Nvidia met la main sur Run:ai : sa technologie sera open source

Le 31 décembre, Nvidia a officiellement finalisé l’acquisition de Run:ai pour un montant évalué à 700 millions de dollars (environ 650 millions d’euros). Cette opération, entérinée après examen par les autorités européennes de la concurrence, avait été annoncée initialement en avril 2024, mais avait suscité l’attention des régulateurs des deux côtés de l’Atlantique.

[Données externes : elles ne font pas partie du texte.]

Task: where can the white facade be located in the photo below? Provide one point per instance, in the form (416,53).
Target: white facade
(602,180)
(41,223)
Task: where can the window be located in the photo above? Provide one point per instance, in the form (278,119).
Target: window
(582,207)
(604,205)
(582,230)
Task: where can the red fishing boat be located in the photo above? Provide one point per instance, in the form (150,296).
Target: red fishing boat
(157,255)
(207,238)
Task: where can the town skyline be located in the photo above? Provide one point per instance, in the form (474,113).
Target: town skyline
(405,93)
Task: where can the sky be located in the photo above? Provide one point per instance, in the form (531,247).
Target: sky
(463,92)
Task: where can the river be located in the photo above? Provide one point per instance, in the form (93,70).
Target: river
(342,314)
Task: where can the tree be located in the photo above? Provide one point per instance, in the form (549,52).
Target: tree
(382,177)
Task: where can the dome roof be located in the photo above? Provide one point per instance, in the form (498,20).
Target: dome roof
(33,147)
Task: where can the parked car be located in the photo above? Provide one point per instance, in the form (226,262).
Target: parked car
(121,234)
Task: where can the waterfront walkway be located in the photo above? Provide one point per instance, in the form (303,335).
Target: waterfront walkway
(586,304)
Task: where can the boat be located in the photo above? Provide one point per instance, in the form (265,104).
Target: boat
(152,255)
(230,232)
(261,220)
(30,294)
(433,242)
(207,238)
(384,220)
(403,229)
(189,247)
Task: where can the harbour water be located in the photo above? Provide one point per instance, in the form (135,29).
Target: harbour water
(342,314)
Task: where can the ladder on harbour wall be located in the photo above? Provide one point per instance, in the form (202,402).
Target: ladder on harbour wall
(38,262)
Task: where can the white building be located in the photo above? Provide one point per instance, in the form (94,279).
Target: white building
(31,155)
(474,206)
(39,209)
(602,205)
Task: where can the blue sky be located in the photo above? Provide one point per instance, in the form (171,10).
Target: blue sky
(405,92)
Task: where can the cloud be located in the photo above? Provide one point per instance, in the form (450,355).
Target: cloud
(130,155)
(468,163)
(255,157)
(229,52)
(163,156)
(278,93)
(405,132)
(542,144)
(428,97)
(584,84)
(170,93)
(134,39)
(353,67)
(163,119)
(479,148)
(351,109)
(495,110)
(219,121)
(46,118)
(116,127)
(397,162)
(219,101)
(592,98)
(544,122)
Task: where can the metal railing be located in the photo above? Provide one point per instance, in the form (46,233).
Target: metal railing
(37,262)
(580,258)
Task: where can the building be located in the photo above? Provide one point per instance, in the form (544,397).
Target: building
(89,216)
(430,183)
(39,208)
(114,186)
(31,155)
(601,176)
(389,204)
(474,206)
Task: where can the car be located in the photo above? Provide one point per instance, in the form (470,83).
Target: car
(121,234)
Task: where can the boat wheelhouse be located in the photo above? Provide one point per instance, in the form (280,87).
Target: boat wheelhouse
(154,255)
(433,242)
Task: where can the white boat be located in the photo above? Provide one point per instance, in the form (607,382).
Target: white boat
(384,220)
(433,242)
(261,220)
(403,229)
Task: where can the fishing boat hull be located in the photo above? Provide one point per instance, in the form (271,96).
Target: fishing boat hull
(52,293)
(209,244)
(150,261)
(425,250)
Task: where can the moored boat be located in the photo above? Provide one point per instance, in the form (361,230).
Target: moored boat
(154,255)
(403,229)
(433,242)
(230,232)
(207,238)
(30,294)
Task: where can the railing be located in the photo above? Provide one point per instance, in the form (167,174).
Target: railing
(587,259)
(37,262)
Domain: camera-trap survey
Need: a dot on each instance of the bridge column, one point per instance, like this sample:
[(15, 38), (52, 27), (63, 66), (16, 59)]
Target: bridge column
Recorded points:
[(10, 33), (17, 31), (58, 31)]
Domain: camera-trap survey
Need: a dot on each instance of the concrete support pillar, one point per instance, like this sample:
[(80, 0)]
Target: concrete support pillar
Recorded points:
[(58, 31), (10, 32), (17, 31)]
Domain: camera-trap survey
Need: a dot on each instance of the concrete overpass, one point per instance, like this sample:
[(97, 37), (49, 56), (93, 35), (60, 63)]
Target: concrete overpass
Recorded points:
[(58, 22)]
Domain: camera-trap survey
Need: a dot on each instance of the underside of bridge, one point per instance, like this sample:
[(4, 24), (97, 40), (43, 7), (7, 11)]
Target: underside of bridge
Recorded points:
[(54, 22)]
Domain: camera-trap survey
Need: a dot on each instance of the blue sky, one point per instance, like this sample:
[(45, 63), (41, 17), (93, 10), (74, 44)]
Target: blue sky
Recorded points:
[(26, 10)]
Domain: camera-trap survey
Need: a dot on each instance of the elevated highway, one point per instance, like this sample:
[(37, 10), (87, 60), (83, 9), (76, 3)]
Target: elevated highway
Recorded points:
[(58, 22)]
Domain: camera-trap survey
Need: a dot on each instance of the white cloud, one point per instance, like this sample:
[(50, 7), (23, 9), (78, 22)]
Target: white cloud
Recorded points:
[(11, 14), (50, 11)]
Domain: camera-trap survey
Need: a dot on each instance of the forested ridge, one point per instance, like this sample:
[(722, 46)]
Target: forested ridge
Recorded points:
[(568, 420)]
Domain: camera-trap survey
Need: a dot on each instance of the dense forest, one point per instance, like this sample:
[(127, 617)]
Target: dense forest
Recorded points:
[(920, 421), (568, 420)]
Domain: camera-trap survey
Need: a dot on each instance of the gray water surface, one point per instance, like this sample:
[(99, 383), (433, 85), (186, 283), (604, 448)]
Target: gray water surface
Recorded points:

Malgré quelques inquiétudes relatives à la position dominante de Nvidia sur le marché des GPU (estimée à 80 % de parts de marché), la Commission européenne a finalement validé l’accord, jugeant qu’il ne présentait pas de risque majeur pour la concurrence : « La Commission a donc conclu que le projet d’acquisition ne poserait aucun problème de concurrence sur aucun des marchés examinés dans l’EEE ou en Italie. Elle a donc autorisé l’opération sans condition. »

Qui est Run:ai ?

Basée en Israël, Run:ai est une startup spécialisée dans l’optimisation et l’orchestration des ressources d’infrastructure dédiées à l’intelligence artificielle. Sa plateforme permet aux équipes de data science et de développement d’utiliser plus efficacement les GPU, notamment en mutualisant leur puissance de calcul et en assurant une gestion dynamique des ressources. Jusqu’ici, la solution de Run:ai était exclusivement compatible avec les GPU Nvidia, ce qui a renforcé l’attention portée sur ce rachat, compte tenu de la position déjà prédominante de Nvidia dans le secteur de l’IA.

Acquisition par Nvidia : ce qui va changer

Avec cette acquisition, Nvidia entend consolider encore davantage sa présence sur le marché de l’IA, en s’appuyant sur la technologie d’orchestration de Run:ai pour optimiser au mieux les charges de travail sur ses GPU. L’accord a fait l’objet d’une enquête approfondie, notamment de la part de la Commission européenne, qui redoutait un renforcement excessif de la position de Nvidia. Après examen, les régulateurs européens ont finalement conclu que cette acquisition n’entraverait pas de manière substantielle la concurrence, permettant à Nvidia de finaliser l’opération avant la fin de l’année.

Côté Run:ai, l’entreprise a indiqué qu’elle poursuivrait sa mission d’aider ses clients à exploiter au mieux leur infrastructure d’IA, désormais sous l’égide de Nvidia. On ignore encore si un rapprochement plus étroit des deux entités aboutira à une offre unifiée, mais il est probable que la technologie de Run:ai s’intègre rapidement à l’écosystème Nvidia, qu’il s’agisse de solutions logicielles ou matérielles.

L’open source a sauvé l’acquisition

L’un des points clés de cette annonce réside dans la volonté de Run:ai de rendre sa plateforme open source. Jusqu’à présent, la startup supportait uniquement les GPU Nvidia, mais le passage en open source devrait lui permettre de s’ouvrir à l’ensemble de l’écosystème IA, incluant potentiellement d’autres fournisseurs de processeurs et d’accélérateurs.

Dans son communiqué officiel, Run:ai souligne que cette démarche vise à « favoriser l’innovation et à accélérer l’adoption de ses outils d’orchestration ». En mettant son logiciel à disposition de la communauté, l’entreprise espère que davantage de développeurs et de chercheurs en IA pourront contribuer, l’adapter à de nouvelles architectures et amplifier son impact dans le domaine de l’optimisation de ressources IA.

Toutefois, si l’ouverture du code source de Run:ai laisse entrevoir de nouvelles opportunités pour l’ensemble du secteur, la question de la concurrence demeure un enjeu critique, tant Nvidia consolide son hégémonie sur le marché des GPU.